Dunlap Institute for Astronomy & Astrophysics / Joe Bergeron
Take a look through your telescope at our local universe, and you’ll
find lots of beautiful, grand-design spirals. Messier objects M51, M81,
and M101 all come to mind — perhaps M101 especially because of the
supernova that exploded there last year.
But if your telescope reached a bit further than our cosmic backyard,
you would find that these elegant spiral disks gradually give way to
clumpy, irregularly shaped galaxies. So when astronomers found a
grand-design spiral gleaming from the universe when it was only 3
billion years old, they were pleasantly shocked.
Despite its
great distance, the spiral design of the galaxy Q2343-BX442 is clear in
observations by the Hubble Space Telescope and the Keck II Telescope in
Hawaii. Measurements made with Keck’s OSIRIS spectrograph confirm that
the arms are indeed rotating around a central bulge, so the apparent
spiral shape doesn’t result from a chance alignment of two disk-shaped
galaxies, the study’s authors conclude in the
July 19th Nature.
By
all appearances, BX442 is a pretty normal galaxy. With a diameter of
52,000 light-years, the spiral is roughly half the size of the Milky
Way. The arms churn out stars at a rate 30 times higher than our
galaxy’s neighbors, but these high rates are comparable to other
star-forming clumps in the ancient universe.
The
artist's illustration above is based on this false-color image of
BX442, which combines observations taken by the Hubble Space Telescope
and the Keck Observatory in Hawaii. (The real image is slightly tilted
compared to the artist's illustration.)
David Law / Dunlap Insitute for Astronomy & Astrophysics
The only thing that’s not normal about BX442 is the fact that it
exists. The galaxy is the only one with a regular spiral shape out of
306 galaxies the team examined with Hubble, all of which lie a similar
distance away. Astronomers think spiral patterns are rare in the early
universe because newly formed galaxies tend to be turbulent and
therefore unfriendly to organized structure. Many of a galaxy’s stars
will circle the nucleus in well-behaved elliptical orbits, but other
stars will follow random paths that don’t match the galaxy’s overall
rotation. As a result, the galaxy becomes “puffy,” making it difficult
to shepherd the stars and gas into a spiral pattern.
But BX442
is
puffy, the Keck spectroscopic observations reveal. So how did the
fluffy galaxy arrange its gas and stars into such sweeping spiral arms?

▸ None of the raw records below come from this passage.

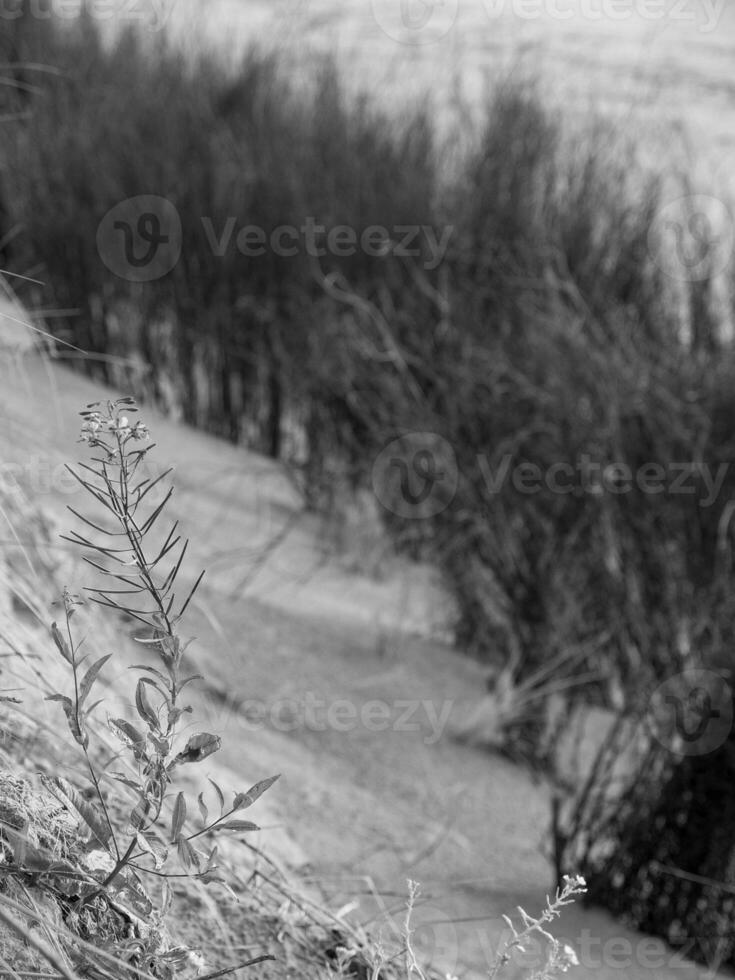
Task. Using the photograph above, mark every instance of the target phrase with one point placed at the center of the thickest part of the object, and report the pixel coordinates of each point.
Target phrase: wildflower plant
(559, 957)
(139, 581)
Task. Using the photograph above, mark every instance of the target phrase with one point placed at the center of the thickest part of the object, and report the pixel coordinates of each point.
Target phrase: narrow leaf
(178, 817)
(244, 800)
(237, 825)
(143, 705)
(90, 677)
(61, 643)
(220, 795)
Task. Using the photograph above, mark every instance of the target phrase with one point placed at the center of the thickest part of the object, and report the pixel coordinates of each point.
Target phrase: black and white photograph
(367, 489)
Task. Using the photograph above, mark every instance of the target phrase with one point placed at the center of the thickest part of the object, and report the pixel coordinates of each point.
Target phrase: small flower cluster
(96, 425)
(559, 957)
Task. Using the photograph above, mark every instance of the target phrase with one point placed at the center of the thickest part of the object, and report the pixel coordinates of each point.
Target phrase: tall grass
(546, 333)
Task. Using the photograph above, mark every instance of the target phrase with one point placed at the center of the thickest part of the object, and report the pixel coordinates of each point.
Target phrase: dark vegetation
(548, 332)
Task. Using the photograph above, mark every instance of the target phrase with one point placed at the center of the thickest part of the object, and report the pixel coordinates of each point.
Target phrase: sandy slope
(290, 631)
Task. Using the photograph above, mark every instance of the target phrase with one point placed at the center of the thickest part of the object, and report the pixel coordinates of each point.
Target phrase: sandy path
(369, 796)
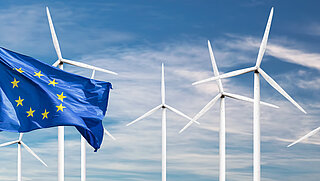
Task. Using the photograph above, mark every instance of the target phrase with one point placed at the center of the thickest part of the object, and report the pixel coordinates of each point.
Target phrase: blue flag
(34, 95)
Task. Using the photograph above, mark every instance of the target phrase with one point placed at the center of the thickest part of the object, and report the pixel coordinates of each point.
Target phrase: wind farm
(102, 65)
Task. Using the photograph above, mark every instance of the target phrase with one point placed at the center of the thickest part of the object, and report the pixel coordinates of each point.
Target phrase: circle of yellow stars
(19, 101)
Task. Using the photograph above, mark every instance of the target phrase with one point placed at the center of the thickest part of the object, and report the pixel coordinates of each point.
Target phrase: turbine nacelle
(163, 105)
(61, 60)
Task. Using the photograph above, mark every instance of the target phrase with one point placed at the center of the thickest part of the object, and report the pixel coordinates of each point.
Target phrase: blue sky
(133, 38)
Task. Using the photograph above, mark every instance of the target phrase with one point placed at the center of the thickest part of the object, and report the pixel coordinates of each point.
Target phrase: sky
(133, 38)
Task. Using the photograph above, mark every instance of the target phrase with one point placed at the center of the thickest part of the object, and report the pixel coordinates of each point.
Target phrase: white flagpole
(19, 162)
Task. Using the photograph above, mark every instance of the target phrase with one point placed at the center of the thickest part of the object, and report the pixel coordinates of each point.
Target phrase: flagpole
(19, 162)
(83, 150)
(83, 159)
(61, 148)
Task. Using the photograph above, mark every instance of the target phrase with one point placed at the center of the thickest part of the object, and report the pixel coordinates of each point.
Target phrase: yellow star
(61, 97)
(19, 101)
(19, 70)
(30, 112)
(60, 107)
(53, 82)
(15, 83)
(45, 114)
(38, 74)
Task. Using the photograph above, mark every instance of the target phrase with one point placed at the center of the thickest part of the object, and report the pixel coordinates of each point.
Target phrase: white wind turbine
(60, 62)
(256, 108)
(311, 133)
(20, 142)
(222, 134)
(162, 106)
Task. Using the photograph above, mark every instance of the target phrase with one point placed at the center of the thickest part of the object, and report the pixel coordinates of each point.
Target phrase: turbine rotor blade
(146, 114)
(264, 41)
(180, 113)
(55, 64)
(280, 90)
(83, 65)
(305, 136)
(247, 99)
(9, 143)
(227, 75)
(203, 111)
(109, 134)
(214, 67)
(32, 153)
(53, 35)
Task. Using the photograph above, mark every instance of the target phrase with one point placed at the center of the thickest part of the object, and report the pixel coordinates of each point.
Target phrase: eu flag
(34, 95)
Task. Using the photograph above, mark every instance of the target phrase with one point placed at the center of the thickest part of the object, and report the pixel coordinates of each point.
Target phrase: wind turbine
(221, 95)
(60, 62)
(20, 142)
(256, 108)
(311, 133)
(164, 107)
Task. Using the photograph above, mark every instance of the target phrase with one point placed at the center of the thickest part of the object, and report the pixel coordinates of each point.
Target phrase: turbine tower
(311, 133)
(221, 95)
(20, 142)
(164, 107)
(256, 108)
(60, 62)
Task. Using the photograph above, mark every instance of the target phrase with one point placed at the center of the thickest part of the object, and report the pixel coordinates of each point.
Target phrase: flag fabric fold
(34, 95)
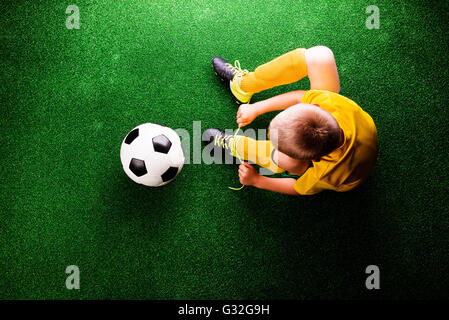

Based on computer simulations, the authors suggest that the
gravitational pull of a passing dwarf galaxy (seen to the upper left of
BX442 in the image) may have disrupted the galaxy in just the right way
to form the spiral pattern. The catch is that the spirality is therefore
short-lived, lasting less than 100 million years in the simulation,
which might explain why spirals are so hard to find in the early
universe.
A galaxy’s disk must be relatively stable to start with
if you want to make a spiral, says James Bullock (University of
California, Irvine), an expert in galaxy evolution not involved in the
study. Last year, Bullock and his colleagues suggested that the
Milky Way’s spiral structure
might result from its interaction with the Sagittarius dwarf galaxy.
Stable galaxies that interact with a neighbor in just the right way to
form spiral arms are exceptional in the early universe, he says. “Law
and his colleagues seem to have found one of these rare gems!”